In Uzbekistan’s ancient Samarkand, Putin was hoping to break through his international isolation and further cement his ties with Chinese President Xi Jinping in a geopolitical alliance increasingly seen as potent counterweight to the Western powers.
Putin and Xi were due to meet one-on-one and discuss Ukraine, according to the Russian president’s foreign affairs adviser.
In Kyiv, Zelenskyy was shrugging off a traffic collision the previous night that left him with no major injuries, officials said. On the agenda was a meeting with European Union chief Ursula von der Leyen, who once more showed full commitment to Ukraine’s cause.
Von der Leyen said she would address “how to continue getting our economies and people closer while Ukraine progresses towards accession” to the bloc, which is likely still years away in even the best of circumstances.
While Russian forces in some areas are increasingly being pushed back toward the border, Russia is still striking from behind the front line. It fired missiles at the dam of the reservoir close to Zelenskyy's birthplace, Kryvyi Rih, forcing local authorities into emergency works to make sure there was no threat to the population.
The head of Kryvyi Rih, Oleksandr Vilkul, said Thursday that officials blew up two dams to help the river flow and added levels had begun to subside. Authorities continue their search and rescue efforts. He did not elaborate.
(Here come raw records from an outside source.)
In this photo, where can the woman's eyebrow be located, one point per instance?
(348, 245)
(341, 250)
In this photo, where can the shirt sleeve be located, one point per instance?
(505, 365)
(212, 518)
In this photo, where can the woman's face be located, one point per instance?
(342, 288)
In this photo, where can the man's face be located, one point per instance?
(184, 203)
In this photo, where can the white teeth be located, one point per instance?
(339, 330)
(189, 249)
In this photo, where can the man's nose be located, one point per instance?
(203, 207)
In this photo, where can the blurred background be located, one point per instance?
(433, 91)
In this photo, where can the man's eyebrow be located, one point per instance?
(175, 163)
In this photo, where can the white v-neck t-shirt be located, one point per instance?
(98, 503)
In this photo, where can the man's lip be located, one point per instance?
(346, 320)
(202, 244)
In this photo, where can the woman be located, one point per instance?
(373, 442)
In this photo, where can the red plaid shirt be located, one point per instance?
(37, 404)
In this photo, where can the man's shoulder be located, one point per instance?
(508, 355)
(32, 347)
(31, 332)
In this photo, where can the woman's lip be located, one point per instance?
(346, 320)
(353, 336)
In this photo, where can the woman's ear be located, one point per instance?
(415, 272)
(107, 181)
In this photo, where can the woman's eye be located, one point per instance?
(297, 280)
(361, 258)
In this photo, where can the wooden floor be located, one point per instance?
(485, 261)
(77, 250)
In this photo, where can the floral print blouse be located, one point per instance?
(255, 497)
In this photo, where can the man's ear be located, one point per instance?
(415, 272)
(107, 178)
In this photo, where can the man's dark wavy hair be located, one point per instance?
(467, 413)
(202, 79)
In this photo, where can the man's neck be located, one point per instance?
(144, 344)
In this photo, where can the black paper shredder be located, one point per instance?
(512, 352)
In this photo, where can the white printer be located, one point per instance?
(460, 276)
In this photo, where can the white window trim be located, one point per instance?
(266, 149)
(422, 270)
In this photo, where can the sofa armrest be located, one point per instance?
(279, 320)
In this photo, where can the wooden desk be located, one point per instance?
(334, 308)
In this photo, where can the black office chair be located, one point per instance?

The attack so close to his roots, angered Zelenskyy, saying the strikes had no military value.
"In fact hitting hundreds of thousands of ordinary civilians is another reason why Russia will lose,” he said in his nightly address late Wednesday.
Zelenskyy himself remained in a buoyant mood, saying late Wednesday that almost 400 settlements had been retaken in less that a week of fighting.
“It was an unprecedented movement of our warriors — Ukrainians once again managed to do what many considered impossible,” he said.
Zelenskyy is expected to ask for more Western military material which has been essential in driving the counteroffensive, and request even harsher sanctions against Moscow as the war drags on in its seventh month.
Despite the renewed Ukrainian vigor on the battlefield and the first rumblings of criticism at home, Putin is staying steadfast with his determination to fully subdue Ukraine, said German Chancellor Olaf Scholz.
After a phone call with Putin earlier in the week, Scholz said that “unfortunately, I cannot tell you that the realization has grown over there by now that this was a mistake to start this war.”
“There has been no indication that new attitudes are emerging there now,” he added.